И она терпела, терпела. Жила мечтой, что день освобождения близок. Терпение ведь тоже иногда оружие…

Мало-помалу отношения между нею и Аптасой стали иными, чем прежде. Роместа почувствовала к бывшему предводителю нечто большее, чем простая привязанность, это даже трудно было выразить словами.

Аптаса тоже тосковал, когда ее не было рядом, и думал о ней все чаще. Роместа напоминала ему о той, далекой уже Асе-тедис; это был его цвет среди всех других красок, возвращение сердцем в родные места…

Желание видеть ее и чувствовать рядом наполнило его суровую и угрюмую жизнь, словно веяние свежего ветра, другими заботами, совсем по-иному воодушевляя все его существо. Она обрела над ним непонятную власть: была ему то матерью, то сестрой, то дочерью, постоянно очаровывая своей лучезарной молодостью, мужественностью и даже тем продолжением жизни, которое носила в себе. Он любовался ею — лицо ее было прекрасно и в радости, и в печали.

Часто после работ вечерами оба долго сидели на берегу моря; тихо разговаривали или смотрели на необозримые воды, слушая жалобные крики чаек…

Корабль Зантикомеса со спутанными ветром канатами неподвижно стоял в заливе.

Море чуть слышно дышало, вздымая и опуская гигантскую грудь, как уснувший под лучами полной луны дракон.

Рабы, один за другим, проходили сквозь кусты винограда к спальному бараку. На берегу оставались только двое — хотели еще что-то сказать друг друг у или, может быть, просто молча посидеть рядом, жалея и лаская друг друга взглядами. Она — совсем еще дитя, росток весны, обожженный ненастьем, он — зрелый мужчина, давно перешагнувший через свою первую весну, но вновь ощутивший ее чародейство и силу.

— Скажи, когда тебе срок?..

Она опустила глаза:

— Зачем тебе знать?

— Нужно спасти твое дитя от рабского клейма. Если Аристогорес узнает, что он родился, клейма не избежать, и он станет рабом. Таков закон…

Роместа посмотрела на него, испуганная.

— Успокойся, этого не случится. Я попрошу нашу старую рабыню помочь тебе. Есть у нее на примете овраг неподалеку. Там ты родишь и будешь растить ребенка, так что никто не узнает.


Работа на виноградниках шла согласно заведенному Зантикомесом порядку: рабы взрыхляли землю, опыляли, подрезали виноград, стригли живую изгородь, окружавшую владения, и траву на лужайке, спускающейся к самому морю. Аптаса и Герула запечатывали амфоры; Дакос, Гета и Зантикомес относили их ко двору Аристогореса или в порт, откуда их переправляли дальше. Ракия готовила еду и убирала в спальном бараке, на кухне и в триклинии, где они проводили вечера в ненастную погоду.

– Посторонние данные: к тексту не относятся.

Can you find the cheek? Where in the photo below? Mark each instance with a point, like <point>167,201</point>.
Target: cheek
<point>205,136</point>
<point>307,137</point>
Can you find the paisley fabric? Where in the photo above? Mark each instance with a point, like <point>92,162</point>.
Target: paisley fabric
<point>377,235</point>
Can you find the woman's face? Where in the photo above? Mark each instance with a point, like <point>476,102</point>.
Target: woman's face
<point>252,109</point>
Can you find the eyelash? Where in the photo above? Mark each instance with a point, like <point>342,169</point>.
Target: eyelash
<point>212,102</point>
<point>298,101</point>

Среди рабов был один парень — его звали Бенилос, — наглый и злобный лентяй, которого все избегали. Его не терпели еще и за то, что он подслушивал разговоры и доносил о них хозяину. Тот хвалил его за усердие. Бенилос же переполнялся радостью и гордостью. Все понимали, что парень не столько подлый, сколько слабоумный, не способен контролировать свои поступки, и держались от него подальше.

Однажды Аптасу и Герулу позвал к себе Зантикомес и неожиданно спросил:

— Что за кузнечный горн у вас на краю владений?

Вопрос ударил их, как пощечина. Они растерялись вначале, поняв, что кто-то донес. Кроме Бенилоса, который не раз вертелся возле них, сделать это было некому. Правда, Герула быстро нашелся.

— Горн для углей, — сказал он невинным голосом. — Сургуч постепенно тает на малом огне, и нам удобнее с ним работать, дело идет быстрее.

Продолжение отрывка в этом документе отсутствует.